Independence Party brings few

The Independence Party caucus drew a small crowd.

The Independence Party of Minnesota drew the smallest crowd of the on-campus Super Tuesday caucus events.

Twelve people attended the caucus held in Blegen Hall on Tuesday night to choose state and local delegates and to participate in a presidential straw poll.

David De Grio, convener for that caucus location, said the presence of nontraditional candidates like Barack Obama and Ron Paul could have led to fewer people participating in Independence caucuses.

“Things have gotten so much more contentious,” he said.

Despite the fact that no candidates have committed to run under the Independence Party of America, a nonbinding presidential preference straw poll was conducted at the caucuses, which found six people supporting New York Mayor Michael Bloomberg and three supporting former Georgia Sen.
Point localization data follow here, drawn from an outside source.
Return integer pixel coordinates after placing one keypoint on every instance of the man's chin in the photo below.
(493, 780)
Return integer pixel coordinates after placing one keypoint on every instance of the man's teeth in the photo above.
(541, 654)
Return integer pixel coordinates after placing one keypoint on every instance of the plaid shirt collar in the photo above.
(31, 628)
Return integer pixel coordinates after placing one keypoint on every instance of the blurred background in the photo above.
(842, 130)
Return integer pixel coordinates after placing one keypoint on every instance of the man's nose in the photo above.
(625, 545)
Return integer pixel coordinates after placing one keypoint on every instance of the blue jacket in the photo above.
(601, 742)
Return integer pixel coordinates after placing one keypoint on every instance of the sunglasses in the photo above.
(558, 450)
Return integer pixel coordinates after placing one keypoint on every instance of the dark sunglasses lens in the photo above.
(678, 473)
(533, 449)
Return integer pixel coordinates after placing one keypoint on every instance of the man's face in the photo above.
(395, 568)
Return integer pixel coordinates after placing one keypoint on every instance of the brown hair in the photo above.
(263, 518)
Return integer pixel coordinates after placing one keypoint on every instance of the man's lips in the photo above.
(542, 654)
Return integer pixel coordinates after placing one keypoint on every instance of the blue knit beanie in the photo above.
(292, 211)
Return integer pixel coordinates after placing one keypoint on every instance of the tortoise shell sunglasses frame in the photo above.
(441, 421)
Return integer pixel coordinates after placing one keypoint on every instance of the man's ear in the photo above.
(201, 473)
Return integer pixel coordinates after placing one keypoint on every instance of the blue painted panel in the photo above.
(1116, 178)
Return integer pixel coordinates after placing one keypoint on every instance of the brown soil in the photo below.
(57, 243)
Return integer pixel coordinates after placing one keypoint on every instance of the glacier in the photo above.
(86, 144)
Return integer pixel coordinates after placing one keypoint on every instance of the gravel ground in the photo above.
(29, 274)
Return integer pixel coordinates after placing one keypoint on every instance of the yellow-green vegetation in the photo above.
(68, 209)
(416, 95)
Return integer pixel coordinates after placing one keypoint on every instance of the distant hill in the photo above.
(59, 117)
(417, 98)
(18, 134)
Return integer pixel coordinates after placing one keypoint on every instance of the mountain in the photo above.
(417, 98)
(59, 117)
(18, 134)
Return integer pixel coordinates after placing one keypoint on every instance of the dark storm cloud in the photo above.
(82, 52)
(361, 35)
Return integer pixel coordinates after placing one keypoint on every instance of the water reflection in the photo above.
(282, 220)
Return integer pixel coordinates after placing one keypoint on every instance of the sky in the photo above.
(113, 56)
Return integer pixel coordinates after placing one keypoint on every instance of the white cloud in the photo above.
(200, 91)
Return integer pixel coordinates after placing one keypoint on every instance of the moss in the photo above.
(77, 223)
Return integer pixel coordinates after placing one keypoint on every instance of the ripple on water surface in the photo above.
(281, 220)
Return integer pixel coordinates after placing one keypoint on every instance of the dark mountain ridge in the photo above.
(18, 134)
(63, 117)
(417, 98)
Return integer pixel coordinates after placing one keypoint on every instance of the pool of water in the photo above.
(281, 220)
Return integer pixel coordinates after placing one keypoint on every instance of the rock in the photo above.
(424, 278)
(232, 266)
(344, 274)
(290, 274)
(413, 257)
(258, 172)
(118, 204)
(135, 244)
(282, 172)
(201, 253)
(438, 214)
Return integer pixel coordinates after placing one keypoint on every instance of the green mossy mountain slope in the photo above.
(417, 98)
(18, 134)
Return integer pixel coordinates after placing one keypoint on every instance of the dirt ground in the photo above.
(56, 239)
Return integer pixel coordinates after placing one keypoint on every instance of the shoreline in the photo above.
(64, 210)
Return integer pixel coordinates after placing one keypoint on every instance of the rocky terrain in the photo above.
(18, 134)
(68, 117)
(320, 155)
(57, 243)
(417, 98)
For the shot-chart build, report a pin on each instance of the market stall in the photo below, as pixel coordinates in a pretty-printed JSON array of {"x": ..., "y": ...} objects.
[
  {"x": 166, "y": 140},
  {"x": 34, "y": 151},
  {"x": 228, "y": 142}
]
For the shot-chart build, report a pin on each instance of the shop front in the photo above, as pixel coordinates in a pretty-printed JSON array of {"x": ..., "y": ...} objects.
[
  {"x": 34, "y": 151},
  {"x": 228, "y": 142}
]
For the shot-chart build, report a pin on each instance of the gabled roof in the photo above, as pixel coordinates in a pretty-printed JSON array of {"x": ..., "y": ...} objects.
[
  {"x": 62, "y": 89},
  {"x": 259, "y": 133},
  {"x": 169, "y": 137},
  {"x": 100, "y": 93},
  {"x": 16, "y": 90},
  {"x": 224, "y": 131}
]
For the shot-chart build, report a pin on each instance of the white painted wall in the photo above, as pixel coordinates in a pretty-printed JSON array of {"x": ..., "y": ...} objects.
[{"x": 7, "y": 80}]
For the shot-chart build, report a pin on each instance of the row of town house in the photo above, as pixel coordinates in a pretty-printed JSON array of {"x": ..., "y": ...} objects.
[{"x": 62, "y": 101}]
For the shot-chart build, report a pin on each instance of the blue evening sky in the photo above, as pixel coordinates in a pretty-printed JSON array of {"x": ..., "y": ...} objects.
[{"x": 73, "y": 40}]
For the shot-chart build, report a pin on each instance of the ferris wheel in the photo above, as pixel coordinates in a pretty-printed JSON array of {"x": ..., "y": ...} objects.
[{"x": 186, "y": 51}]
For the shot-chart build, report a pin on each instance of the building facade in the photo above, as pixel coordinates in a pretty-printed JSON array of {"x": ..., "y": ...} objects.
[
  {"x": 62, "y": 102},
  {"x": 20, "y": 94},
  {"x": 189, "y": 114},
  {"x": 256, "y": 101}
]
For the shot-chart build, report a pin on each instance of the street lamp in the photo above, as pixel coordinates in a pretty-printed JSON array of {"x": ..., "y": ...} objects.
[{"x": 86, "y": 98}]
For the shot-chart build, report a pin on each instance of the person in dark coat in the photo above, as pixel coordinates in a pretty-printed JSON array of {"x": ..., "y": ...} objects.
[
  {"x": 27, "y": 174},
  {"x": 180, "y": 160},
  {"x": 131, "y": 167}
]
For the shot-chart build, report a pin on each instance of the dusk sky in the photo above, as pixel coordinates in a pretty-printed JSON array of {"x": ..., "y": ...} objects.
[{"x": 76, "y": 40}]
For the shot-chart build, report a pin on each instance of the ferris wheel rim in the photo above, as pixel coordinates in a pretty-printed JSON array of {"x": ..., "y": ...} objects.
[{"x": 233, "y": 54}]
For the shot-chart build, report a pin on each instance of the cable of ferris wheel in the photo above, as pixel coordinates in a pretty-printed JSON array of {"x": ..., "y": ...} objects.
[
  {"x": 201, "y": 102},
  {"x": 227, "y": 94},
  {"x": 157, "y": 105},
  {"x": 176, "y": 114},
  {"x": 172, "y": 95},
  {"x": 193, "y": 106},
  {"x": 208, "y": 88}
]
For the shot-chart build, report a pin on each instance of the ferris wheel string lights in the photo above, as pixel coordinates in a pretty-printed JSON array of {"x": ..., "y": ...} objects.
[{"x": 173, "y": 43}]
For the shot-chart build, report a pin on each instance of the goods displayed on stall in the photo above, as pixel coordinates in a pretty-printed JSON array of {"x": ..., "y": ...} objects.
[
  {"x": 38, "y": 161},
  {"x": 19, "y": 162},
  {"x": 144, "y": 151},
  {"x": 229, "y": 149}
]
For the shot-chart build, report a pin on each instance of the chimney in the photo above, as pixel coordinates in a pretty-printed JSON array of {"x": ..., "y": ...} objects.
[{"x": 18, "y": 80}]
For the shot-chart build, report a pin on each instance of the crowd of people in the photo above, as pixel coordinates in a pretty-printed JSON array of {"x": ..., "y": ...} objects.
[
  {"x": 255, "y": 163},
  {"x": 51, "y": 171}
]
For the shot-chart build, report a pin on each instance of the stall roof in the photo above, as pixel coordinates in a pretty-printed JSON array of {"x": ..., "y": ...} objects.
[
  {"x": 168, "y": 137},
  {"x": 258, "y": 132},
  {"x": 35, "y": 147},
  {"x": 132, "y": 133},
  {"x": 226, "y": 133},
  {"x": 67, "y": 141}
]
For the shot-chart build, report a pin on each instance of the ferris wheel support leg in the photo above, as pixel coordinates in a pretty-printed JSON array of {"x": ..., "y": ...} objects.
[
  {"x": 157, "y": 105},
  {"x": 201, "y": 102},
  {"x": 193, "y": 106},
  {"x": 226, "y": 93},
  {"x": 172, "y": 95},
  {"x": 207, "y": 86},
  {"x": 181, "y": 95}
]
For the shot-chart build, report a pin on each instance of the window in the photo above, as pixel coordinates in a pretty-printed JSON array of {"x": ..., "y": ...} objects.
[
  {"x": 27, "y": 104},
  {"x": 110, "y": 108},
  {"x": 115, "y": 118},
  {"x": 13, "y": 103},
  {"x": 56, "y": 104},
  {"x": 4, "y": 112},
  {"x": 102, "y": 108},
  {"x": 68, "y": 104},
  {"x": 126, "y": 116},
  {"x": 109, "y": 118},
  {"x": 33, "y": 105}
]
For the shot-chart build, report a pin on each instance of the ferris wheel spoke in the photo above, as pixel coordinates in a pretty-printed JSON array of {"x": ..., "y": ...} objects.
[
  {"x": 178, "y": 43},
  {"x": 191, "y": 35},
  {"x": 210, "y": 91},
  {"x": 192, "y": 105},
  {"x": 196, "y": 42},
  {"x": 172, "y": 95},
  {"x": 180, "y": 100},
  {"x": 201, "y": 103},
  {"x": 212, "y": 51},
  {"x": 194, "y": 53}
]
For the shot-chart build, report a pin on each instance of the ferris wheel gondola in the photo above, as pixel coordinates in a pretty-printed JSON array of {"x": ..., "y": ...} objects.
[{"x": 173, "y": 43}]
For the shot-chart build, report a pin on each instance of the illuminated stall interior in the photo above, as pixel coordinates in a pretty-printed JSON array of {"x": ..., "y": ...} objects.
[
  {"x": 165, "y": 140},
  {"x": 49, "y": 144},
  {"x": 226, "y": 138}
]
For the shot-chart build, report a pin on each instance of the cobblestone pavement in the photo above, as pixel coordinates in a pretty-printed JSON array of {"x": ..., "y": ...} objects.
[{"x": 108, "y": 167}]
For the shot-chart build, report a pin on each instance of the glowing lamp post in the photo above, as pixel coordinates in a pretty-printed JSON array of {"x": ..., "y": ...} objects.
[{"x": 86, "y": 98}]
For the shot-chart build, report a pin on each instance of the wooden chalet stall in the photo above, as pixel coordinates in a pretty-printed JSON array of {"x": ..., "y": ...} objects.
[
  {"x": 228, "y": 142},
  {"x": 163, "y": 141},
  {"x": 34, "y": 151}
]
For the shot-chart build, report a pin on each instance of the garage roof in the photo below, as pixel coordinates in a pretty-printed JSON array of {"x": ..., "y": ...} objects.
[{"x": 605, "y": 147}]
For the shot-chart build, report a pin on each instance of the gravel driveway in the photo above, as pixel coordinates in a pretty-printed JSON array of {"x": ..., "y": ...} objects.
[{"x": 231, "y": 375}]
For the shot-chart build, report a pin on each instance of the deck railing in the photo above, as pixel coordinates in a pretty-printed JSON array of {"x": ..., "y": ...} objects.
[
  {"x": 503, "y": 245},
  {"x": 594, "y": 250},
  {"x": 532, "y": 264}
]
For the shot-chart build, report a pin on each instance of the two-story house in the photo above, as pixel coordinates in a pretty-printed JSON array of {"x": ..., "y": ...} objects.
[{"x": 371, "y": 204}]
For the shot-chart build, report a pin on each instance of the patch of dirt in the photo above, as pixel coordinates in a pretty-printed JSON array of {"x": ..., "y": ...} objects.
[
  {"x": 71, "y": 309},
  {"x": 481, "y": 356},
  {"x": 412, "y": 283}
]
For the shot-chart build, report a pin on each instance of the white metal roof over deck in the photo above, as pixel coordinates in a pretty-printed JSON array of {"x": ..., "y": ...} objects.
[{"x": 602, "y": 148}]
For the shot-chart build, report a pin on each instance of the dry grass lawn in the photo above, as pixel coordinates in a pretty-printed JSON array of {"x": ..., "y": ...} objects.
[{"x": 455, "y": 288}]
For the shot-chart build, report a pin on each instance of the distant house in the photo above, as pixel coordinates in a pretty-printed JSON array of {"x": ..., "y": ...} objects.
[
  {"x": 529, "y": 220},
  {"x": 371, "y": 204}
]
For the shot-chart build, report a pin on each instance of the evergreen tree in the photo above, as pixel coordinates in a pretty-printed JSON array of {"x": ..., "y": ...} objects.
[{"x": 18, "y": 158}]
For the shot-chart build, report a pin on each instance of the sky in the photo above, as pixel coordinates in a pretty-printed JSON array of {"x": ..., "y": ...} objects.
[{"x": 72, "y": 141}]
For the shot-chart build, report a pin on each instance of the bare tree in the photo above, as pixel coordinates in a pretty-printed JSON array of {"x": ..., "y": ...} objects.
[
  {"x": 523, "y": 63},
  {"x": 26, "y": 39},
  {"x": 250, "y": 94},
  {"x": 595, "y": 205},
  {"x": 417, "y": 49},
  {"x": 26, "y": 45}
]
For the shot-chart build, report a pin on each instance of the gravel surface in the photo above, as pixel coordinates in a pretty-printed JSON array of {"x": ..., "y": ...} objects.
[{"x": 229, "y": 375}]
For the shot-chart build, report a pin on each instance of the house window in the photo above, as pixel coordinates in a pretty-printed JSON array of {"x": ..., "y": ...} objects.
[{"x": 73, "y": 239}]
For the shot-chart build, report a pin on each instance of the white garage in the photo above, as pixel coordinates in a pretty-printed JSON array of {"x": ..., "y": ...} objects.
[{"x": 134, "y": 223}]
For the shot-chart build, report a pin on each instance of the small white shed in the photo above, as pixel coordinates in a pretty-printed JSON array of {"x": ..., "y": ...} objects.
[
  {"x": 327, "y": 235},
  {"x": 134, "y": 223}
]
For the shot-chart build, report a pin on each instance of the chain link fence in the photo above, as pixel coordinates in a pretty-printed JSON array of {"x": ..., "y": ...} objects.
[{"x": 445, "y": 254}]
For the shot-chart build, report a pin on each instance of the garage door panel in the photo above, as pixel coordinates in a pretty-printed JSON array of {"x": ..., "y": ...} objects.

Samuel Nunn.

Three others chose to write in votes, with one vote each for former presidential candidate Ralph Nader, former Minnesota Gov. Jesse Ventura and an unnamed Republican candidate.

The caucus-goers also elected nine delegates to attend the May 3 state party convention.

One of the delegates, first-year mathematics student Tom Johnson said he chose to participate in the Independence Party caucus because he identified with the party’s message.

“They’re the real party of change,” he said.

He said being selected as a delegate forged a connection between him and the party.

De Grio, who was also elected as a state convention delegate, said he has been involved with Independence politics since he was 18.

Now 26 years old, he said he has no idea who he will support in the upcoming presidential election.

At the end of the caucus, De Grio proposed a resolution that recommended all presidential candidates participate in a public debate about science and technology.

The resolution, which will go to the Independence Party of Minnesota State Convention, passed unanimously at the caucus.

The Independence Party’s caucus continues online through March 4.

“We can have a big impact on state politics,” De Grio said.